Even so, she would NEVER have excluded one of the others and did her very best to be fair to all.

cuppycakey · 02/03/2019 18:11

I wouldn't let this bitch anywhere near either of my DC

lily2403 · 02/03/2019 18:12

I’m sorry but there is no way I would let her be like that with my dc. I just wouldn’t ask her to have either of them. There would be certainly no conspiracy whispers either
Flowers

Elsie1966 · 02/03/2019 18:13

I would put a stop to her behaviour now. It will cause a horrible jealous rift between your sons when they get older and are more an impressionable age, trust me I have been there it's horrible to see.

DointItForTheKids · 02/03/2019 18:14

Yes, and I'd like to put a word in for the non-Golden children as they progress through life.

It's absolutely SHIT for them. Soul-destroying, hurtful, self esteem-shredding. It causes misery.

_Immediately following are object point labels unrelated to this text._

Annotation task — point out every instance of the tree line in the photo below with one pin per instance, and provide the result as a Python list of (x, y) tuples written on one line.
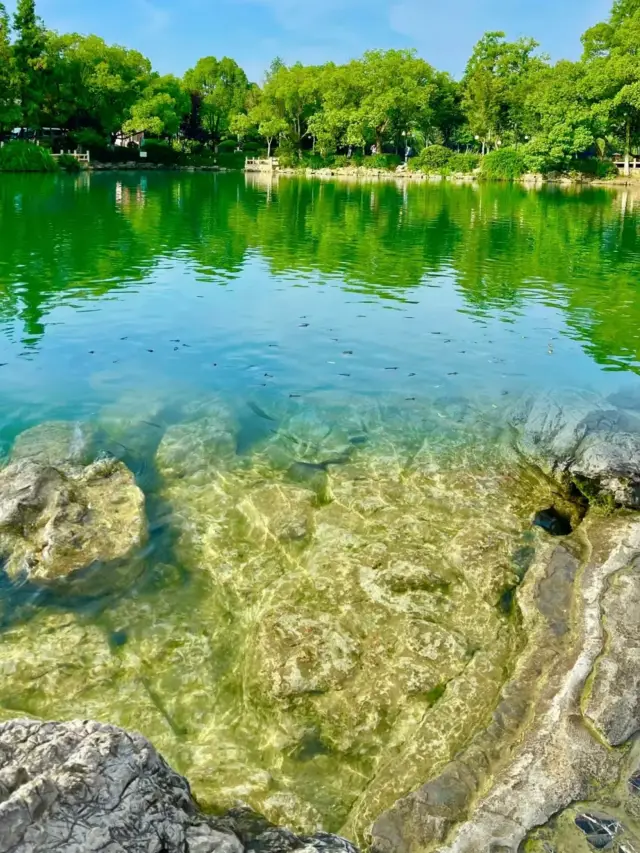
[(510, 96)]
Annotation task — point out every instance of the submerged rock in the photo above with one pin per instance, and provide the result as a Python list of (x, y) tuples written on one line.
[(83, 786), (539, 755), (580, 436), (56, 443), (55, 522)]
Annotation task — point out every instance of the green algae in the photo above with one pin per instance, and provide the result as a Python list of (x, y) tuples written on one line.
[(316, 655)]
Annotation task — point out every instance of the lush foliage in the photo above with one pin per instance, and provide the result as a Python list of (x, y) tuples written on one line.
[(503, 164), (25, 157), (373, 109)]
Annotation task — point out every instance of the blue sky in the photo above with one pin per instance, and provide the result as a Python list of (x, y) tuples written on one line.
[(174, 33)]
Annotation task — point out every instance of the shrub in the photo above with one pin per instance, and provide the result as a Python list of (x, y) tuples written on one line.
[(161, 152), (434, 158), (88, 139), (227, 146), (503, 164), (601, 169), (464, 164), (382, 161), (21, 156), (69, 163), (289, 159)]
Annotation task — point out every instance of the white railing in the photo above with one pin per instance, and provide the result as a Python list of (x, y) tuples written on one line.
[(81, 158), (254, 164)]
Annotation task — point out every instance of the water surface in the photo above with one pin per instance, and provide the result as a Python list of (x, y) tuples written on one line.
[(311, 383)]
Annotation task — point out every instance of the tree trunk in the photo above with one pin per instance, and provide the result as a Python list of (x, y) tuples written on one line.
[(627, 150)]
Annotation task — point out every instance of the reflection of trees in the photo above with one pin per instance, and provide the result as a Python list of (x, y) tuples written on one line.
[(64, 240)]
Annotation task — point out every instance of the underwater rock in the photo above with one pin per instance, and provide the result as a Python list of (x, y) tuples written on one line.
[(580, 436), (553, 522), (549, 759), (84, 786), (613, 704), (57, 443), (53, 523)]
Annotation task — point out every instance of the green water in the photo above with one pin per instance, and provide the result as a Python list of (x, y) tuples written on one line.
[(311, 383)]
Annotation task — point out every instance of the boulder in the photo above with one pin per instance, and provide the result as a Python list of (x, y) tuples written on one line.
[(582, 437), (540, 755), (54, 522), (81, 786), (54, 443)]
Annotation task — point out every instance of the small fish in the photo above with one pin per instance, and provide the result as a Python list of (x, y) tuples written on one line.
[(359, 439), (255, 408)]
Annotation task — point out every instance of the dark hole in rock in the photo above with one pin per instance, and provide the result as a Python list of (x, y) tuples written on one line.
[(118, 638), (310, 746), (553, 522), (599, 829)]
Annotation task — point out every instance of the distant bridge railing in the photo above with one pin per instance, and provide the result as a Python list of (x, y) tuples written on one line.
[(634, 162), (255, 164), (81, 158)]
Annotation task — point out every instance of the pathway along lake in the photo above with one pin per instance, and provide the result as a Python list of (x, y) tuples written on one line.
[(311, 383)]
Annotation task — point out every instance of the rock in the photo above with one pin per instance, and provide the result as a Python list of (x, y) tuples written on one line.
[(54, 522), (538, 756), (81, 786), (582, 437), (614, 699), (553, 522), (54, 443)]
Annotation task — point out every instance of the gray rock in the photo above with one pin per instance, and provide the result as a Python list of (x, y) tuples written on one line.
[(55, 522), (54, 443), (614, 699), (82, 786), (582, 436)]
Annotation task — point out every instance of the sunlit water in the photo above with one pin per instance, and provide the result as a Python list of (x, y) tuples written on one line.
[(311, 383)]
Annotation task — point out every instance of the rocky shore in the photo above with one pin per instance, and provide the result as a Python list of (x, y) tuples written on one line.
[(502, 709)]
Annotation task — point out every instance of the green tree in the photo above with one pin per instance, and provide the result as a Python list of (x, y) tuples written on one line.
[(219, 87), (28, 50), (9, 107), (497, 79), (612, 62), (161, 107)]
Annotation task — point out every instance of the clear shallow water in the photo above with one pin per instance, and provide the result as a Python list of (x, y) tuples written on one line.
[(309, 382)]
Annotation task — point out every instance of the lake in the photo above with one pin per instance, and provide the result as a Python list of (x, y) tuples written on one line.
[(311, 382)]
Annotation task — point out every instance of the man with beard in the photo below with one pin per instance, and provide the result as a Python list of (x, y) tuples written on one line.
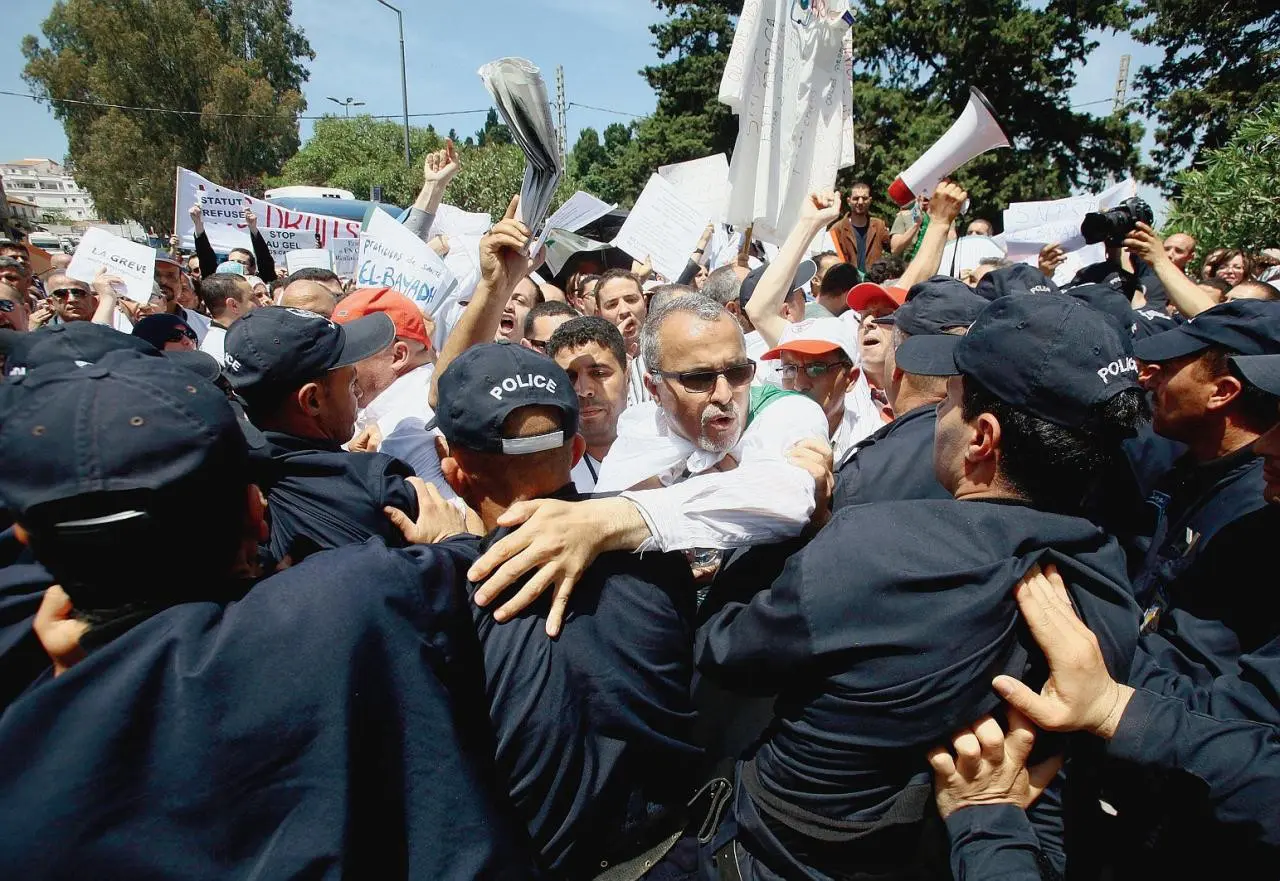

My DD is 17 and she's had it all her life. Another female GC is the favourite, then her older brother, and she comes somewhere down the bottom of the pile. It was difficult to monitor this in my situation plus we had court ordered contact orders in place but if I'd seen repeated overt examples like this, I would definitely have had to say something.

Children DO notice it (if not at this age, he sure will v soon) and it's awful for them, truly awful - to feel less than.

Mishappening · 02/03/2019 18:36

My mother favoured my firstborn. It was pretty blatant.

Do I favour my first GC? I don't think so. I certainly try to be equal in all my dealings with them - that is not to say that some are not easier to look after than others!

But you do have to put a stop to this - it is not fair on anyone. What a total pain for you all.